After a bit, Little Child reached up and very gently touched the headstone. Then she pulled herself up to stand and touched grandpa's name again and again, reverently. It was one of those crystal moments where all sound stops and you're gazing into a bubble that exists on a different plane. My child felt something within herself, and I know she didn't know what was going on. She was having a moment and it was lovely.
Then my huz took the picture, babe looked at us and smiled, dropped to her knees, and speed-crawled across the grass to us.
I love cemeteries. Surprisingly, this kid — almost all growed up now — does not. But it relates to her earlier experience, I think. She somehow had a connection with my great great grandfather in that cemetery. You could see her feeling it. I think now that she's old enough to understand human relationships and attachments, it becomes too overwhelmingly sad for her to see them paused or broken when she gazes down rows of headstones. It's her heart. And hopefully it will figure out how to process the cycle of life and energy and love.
Me? I think cemeteries are great. Quiet treasure troves of Things Done, Adventures Had, Actions Taken, Histories, Mistakes, and Broken Heart Strings. And I find them deeply moving places for all the joy and pain represented there. I love finding the oldest headstone and imagining the life it represents; looking at how plots are cared for and imagining family. I love the peace and reverence for the lives those people led that seems to imbue the earth that cradles them.

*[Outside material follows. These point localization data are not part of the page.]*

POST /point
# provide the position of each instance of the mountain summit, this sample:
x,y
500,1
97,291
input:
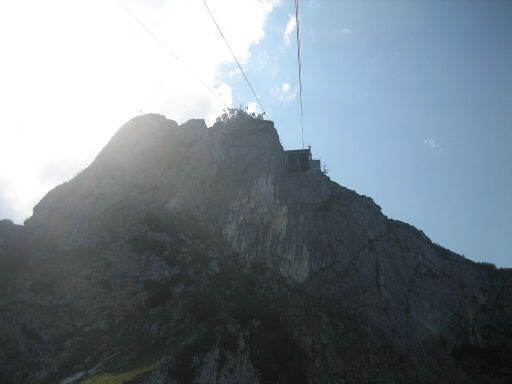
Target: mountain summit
x,y
192,254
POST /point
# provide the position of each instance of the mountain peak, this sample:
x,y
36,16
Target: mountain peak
x,y
192,254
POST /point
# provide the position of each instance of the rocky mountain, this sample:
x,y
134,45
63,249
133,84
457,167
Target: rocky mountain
x,y
191,254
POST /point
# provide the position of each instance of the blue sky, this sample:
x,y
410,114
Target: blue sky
x,y
409,103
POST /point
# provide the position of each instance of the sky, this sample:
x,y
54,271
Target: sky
x,y
409,102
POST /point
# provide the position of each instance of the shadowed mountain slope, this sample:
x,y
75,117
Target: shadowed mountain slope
x,y
190,254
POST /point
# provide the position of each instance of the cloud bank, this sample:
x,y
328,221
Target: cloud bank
x,y
73,72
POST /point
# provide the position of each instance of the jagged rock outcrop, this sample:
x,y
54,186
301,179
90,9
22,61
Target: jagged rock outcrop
x,y
190,254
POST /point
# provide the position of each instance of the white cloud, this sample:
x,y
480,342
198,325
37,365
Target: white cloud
x,y
432,144
284,92
289,29
73,72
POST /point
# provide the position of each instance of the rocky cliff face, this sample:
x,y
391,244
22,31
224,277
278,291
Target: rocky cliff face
x,y
190,254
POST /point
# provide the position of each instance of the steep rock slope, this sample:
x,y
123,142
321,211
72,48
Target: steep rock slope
x,y
190,254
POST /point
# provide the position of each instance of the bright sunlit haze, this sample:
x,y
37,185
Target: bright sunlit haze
x,y
409,103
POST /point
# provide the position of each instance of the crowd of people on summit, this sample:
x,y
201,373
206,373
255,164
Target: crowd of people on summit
x,y
241,111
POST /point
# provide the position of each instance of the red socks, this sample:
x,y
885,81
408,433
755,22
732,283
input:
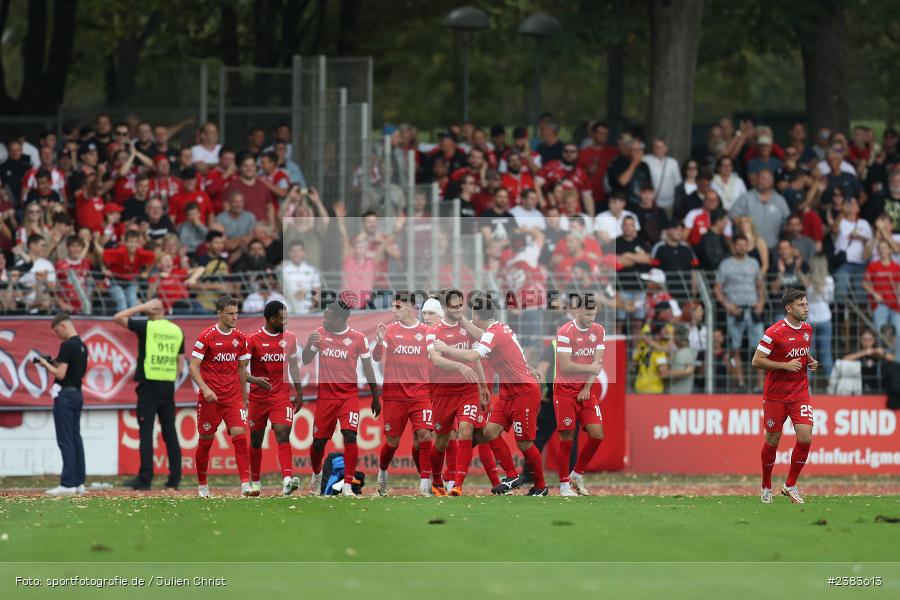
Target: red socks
x,y
489,463
425,459
463,460
437,465
798,459
285,459
502,453
562,459
255,463
768,461
586,454
536,465
386,456
202,459
351,452
316,457
242,456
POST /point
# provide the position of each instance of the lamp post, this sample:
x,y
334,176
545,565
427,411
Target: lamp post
x,y
466,21
539,27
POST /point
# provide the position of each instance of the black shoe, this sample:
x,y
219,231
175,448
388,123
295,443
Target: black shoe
x,y
136,484
506,486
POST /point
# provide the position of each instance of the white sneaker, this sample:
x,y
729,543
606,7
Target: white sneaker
x,y
565,489
382,483
315,484
793,493
577,481
62,490
289,485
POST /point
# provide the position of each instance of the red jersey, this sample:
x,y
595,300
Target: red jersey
x,y
500,345
783,342
581,344
269,356
884,280
178,206
220,354
406,364
450,383
339,353
557,171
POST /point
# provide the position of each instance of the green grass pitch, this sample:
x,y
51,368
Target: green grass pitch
x,y
640,546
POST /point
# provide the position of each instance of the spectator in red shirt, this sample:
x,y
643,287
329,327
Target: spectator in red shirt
x,y
595,159
257,197
190,194
569,173
882,282
71,270
126,264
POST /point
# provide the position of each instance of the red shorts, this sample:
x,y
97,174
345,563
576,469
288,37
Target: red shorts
x,y
519,411
448,409
776,413
210,414
397,412
569,410
328,412
277,412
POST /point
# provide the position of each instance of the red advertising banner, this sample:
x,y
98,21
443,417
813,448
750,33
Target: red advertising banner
x,y
370,438
112,353
697,434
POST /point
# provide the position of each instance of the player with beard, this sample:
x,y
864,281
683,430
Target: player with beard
x,y
783,353
272,352
339,349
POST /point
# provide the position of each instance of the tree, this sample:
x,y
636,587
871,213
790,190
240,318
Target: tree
x,y
675,38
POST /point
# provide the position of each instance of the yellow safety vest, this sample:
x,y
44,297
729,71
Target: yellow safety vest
x,y
164,342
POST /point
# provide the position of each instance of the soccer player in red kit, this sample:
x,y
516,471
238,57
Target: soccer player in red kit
x,y
272,351
403,349
579,357
339,348
784,354
520,394
219,368
453,394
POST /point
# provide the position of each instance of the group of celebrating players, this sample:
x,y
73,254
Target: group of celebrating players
x,y
439,374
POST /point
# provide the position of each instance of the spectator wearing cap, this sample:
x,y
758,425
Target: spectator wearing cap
x,y
237,221
155,223
126,264
740,291
664,173
190,194
712,248
608,224
162,183
595,159
257,198
652,219
763,159
766,208
628,171
567,172
205,155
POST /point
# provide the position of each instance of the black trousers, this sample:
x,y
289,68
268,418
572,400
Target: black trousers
x,y
157,398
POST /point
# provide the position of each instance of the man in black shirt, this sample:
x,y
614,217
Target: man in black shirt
x,y
68,368
159,366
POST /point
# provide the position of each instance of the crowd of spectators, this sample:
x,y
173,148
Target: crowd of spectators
x,y
113,212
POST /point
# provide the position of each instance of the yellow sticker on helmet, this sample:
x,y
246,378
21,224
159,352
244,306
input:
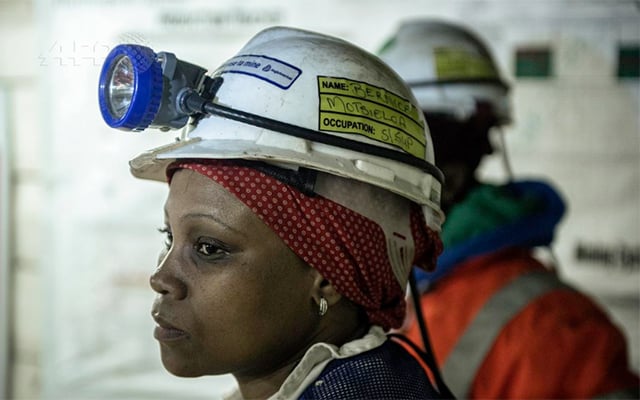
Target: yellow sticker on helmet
x,y
349,106
458,63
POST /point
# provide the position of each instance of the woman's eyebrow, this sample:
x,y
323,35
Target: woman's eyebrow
x,y
197,215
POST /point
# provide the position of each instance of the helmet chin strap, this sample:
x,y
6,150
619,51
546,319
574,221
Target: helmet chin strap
x,y
505,156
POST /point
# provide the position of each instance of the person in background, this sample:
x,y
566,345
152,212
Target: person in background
x,y
301,194
502,323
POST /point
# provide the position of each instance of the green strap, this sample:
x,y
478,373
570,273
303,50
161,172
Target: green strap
x,y
471,349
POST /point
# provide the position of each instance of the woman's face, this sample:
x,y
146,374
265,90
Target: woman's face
x,y
232,298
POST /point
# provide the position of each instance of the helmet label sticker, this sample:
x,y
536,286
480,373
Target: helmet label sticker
x,y
349,106
266,68
458,63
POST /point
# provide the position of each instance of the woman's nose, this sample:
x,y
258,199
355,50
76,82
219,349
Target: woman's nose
x,y
166,281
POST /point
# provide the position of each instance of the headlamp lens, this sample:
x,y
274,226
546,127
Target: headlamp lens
x,y
130,88
121,87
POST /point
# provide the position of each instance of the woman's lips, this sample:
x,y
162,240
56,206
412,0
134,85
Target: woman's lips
x,y
165,332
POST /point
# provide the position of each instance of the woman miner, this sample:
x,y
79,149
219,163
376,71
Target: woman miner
x,y
301,193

I hope people are writing their lives down so we have the stories represented by cemetery stones. And I hope we always have lovely, well-kept or overgrown places to remember the people who passed through before us. They're the ones who gave us the Now. Good, bad, or ugly, we owe them a lot. I think I'll go visit the little graveyard I discovered a while back, hidden just north of me on the crest of a hill overlooking the valley. Seeing the lives that were and the lives that are, together like that, should make for nice peaceful thinking.